Cl ll MIndray V Series Monitor

Company:Mindray DS USA, Inc. d.b.a. Mindray North America
Date of Enforcement Report 3/7/12
Class ll:

PRODUCT
V Series Monitor. The Indications for Use for the V Series include the monitoring of the following human physiological parameters: ECG waveform derived from 3, 5, 6 and 12 lead measurements Heart Rate Pulse Oximetry (Sp02) ST Segment Analysis Arrhythmia Detection Non Invasive Blood Pressure (NIBP) Invasive Blood Pressure (IBP) Cardiac Output (CO) Respiratory Gasses Respiration Rate Temperature The V Series Monitor has the capability of performing IV Drug and Hemodynamic Calculations and interfacing with network devices. 510 K – K102004 P/N. Recall # Z-1102-2012

REASON
A system database corruption may occur that causes the V Series Monitor to reset.

RECALLING FIRM/MANUFACTURER
Mindray DS USA, Inc. d.b.a. Mindray North America, Mahwah, NJ, by letters dated October 14, 2011 on October 17, 2011. Firm initiated recall is ongoing.
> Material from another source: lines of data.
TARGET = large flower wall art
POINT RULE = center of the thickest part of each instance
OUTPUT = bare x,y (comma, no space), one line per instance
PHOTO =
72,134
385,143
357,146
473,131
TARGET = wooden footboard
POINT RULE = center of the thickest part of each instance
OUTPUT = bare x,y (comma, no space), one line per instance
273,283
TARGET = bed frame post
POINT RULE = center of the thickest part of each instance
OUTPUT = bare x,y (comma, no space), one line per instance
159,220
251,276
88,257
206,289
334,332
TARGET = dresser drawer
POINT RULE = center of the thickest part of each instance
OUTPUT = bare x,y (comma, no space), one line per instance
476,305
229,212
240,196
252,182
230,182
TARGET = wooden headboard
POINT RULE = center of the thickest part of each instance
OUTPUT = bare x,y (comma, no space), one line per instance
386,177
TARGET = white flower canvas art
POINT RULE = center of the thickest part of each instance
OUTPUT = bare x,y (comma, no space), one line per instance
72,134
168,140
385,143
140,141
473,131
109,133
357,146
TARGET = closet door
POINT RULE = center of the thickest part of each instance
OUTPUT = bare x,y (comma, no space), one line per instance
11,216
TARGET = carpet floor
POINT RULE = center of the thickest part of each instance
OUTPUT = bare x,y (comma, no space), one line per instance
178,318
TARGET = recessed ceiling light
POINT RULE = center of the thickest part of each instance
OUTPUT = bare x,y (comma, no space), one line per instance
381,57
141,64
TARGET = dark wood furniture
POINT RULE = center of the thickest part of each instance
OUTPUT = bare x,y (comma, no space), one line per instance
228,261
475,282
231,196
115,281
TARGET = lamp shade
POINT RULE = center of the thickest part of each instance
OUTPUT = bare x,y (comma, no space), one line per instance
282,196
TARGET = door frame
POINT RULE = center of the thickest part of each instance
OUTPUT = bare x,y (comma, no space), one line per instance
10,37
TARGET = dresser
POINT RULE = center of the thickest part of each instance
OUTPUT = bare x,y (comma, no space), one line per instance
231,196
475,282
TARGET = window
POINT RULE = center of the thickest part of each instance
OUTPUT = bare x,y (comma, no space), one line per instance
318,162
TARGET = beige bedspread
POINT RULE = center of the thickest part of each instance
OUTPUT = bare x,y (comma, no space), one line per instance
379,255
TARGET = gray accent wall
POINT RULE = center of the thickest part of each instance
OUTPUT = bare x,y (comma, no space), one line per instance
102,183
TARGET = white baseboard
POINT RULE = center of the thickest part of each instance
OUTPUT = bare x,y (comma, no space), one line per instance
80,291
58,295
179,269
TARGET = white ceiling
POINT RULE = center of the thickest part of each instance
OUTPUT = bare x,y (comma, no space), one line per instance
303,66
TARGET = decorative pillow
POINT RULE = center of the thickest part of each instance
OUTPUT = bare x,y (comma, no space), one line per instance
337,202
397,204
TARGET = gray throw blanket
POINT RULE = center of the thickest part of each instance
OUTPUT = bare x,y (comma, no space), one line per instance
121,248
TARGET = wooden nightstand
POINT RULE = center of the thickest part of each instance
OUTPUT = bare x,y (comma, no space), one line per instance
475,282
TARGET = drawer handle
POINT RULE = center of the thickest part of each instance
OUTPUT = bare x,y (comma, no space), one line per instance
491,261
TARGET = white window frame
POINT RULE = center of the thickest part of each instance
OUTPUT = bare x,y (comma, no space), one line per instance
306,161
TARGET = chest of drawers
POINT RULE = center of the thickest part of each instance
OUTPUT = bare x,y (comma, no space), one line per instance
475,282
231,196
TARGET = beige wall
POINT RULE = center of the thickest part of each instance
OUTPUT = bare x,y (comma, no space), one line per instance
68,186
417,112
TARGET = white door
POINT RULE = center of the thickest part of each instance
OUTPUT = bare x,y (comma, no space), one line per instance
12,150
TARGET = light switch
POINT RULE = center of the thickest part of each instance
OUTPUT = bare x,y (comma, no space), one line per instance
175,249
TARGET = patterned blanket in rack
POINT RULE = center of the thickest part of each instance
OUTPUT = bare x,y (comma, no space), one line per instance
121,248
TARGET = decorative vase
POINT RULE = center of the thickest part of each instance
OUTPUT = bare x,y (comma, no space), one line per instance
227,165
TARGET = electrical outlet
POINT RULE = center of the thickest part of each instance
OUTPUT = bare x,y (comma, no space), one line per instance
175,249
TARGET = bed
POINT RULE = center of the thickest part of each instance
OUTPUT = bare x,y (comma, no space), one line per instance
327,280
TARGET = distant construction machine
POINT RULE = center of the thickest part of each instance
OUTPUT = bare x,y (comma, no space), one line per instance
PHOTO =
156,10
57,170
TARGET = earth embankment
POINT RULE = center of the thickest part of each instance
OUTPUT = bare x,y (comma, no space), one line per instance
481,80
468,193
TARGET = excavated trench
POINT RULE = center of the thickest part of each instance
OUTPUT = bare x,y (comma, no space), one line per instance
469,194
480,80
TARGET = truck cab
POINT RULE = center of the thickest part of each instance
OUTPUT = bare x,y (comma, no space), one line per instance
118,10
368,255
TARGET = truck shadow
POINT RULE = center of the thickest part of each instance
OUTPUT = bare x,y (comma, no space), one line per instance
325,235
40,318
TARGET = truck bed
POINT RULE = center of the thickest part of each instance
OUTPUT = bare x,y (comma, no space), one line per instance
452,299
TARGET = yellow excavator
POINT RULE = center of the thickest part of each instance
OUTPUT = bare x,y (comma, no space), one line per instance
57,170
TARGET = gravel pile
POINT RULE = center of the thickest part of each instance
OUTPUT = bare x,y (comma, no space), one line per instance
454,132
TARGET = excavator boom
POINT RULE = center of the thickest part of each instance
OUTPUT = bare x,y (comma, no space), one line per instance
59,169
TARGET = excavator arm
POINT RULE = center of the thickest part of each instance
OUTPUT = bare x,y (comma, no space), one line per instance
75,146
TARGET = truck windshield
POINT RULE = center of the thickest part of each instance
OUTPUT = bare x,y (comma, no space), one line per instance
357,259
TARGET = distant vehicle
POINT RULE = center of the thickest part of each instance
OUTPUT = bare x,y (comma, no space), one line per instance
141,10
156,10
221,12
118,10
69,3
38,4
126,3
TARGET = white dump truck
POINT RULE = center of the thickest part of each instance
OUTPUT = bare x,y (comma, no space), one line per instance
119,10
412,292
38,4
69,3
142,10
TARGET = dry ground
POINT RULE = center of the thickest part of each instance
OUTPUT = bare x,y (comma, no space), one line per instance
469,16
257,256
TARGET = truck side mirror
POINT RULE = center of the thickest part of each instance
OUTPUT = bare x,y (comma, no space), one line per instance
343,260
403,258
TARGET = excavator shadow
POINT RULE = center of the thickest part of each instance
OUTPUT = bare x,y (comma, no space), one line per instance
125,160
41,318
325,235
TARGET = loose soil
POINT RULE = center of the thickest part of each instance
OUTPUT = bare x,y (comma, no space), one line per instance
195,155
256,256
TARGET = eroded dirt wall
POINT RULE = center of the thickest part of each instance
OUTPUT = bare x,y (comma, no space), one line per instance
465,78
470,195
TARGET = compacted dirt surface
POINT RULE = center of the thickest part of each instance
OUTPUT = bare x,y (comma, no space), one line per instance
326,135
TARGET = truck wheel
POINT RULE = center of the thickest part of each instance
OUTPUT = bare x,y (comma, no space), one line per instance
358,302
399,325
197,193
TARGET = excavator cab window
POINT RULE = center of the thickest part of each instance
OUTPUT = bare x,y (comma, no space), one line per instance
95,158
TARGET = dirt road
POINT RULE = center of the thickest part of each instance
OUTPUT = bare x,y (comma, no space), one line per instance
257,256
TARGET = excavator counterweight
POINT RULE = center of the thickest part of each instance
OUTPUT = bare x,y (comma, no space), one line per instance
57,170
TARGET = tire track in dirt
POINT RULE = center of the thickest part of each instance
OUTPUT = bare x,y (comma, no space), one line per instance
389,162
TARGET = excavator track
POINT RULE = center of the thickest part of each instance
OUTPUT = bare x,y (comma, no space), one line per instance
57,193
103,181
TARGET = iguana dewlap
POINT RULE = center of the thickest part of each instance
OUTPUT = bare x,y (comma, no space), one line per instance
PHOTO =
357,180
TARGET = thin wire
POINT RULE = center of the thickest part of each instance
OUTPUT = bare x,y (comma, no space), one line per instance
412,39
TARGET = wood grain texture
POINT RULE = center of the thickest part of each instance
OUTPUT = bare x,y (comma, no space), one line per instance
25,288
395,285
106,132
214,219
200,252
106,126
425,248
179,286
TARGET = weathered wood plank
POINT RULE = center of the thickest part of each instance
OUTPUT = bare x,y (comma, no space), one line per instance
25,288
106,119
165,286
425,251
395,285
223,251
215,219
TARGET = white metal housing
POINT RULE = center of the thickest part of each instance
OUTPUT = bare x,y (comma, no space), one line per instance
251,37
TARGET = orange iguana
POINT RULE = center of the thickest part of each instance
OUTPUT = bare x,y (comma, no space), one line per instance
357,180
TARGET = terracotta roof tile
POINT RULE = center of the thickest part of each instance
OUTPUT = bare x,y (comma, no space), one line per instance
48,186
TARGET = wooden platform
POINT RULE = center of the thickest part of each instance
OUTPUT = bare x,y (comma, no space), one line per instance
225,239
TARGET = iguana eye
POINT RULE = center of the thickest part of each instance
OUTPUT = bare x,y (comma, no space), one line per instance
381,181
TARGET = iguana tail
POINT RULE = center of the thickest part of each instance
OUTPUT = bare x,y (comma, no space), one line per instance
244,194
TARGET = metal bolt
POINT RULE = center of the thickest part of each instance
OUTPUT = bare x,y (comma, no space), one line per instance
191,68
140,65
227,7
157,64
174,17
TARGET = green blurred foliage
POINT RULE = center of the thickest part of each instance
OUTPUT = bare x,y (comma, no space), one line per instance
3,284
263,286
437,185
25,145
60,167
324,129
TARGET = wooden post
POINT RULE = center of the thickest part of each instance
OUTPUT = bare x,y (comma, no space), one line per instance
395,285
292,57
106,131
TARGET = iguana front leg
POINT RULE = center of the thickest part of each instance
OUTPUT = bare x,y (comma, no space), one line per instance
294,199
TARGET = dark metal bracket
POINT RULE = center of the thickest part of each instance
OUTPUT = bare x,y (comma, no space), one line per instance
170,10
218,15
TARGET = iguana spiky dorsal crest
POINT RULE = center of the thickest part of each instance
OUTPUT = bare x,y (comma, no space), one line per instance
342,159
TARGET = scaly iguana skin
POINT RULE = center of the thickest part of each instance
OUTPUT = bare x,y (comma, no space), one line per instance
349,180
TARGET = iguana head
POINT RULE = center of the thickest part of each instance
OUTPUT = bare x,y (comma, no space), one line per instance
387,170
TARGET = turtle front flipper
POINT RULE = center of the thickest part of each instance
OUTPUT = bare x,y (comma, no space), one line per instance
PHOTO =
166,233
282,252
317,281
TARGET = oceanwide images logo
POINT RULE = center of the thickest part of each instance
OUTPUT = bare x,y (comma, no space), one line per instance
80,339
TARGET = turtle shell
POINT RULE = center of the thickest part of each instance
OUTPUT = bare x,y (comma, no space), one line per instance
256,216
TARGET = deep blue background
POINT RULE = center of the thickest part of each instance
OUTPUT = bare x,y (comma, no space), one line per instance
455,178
VOLUME OF PRODUCT IN COMMERCE
542 units National; 153 units Internationally

DISTRIBUTION
Nationwide and Internationally

About the author

Amy enjoys researching and writing about developments in medical technology and how that intersects with US law. She received her J.D. from the University of Florida Levin College of Law in 2020 and now works as a Regulatory Associate for SoftwareCPR®, a general-purpose regulatory consulting firm that is recognized globally for their expertise with standards and national regulations pertaining to medical device, mobile medical app, and HealthIT software.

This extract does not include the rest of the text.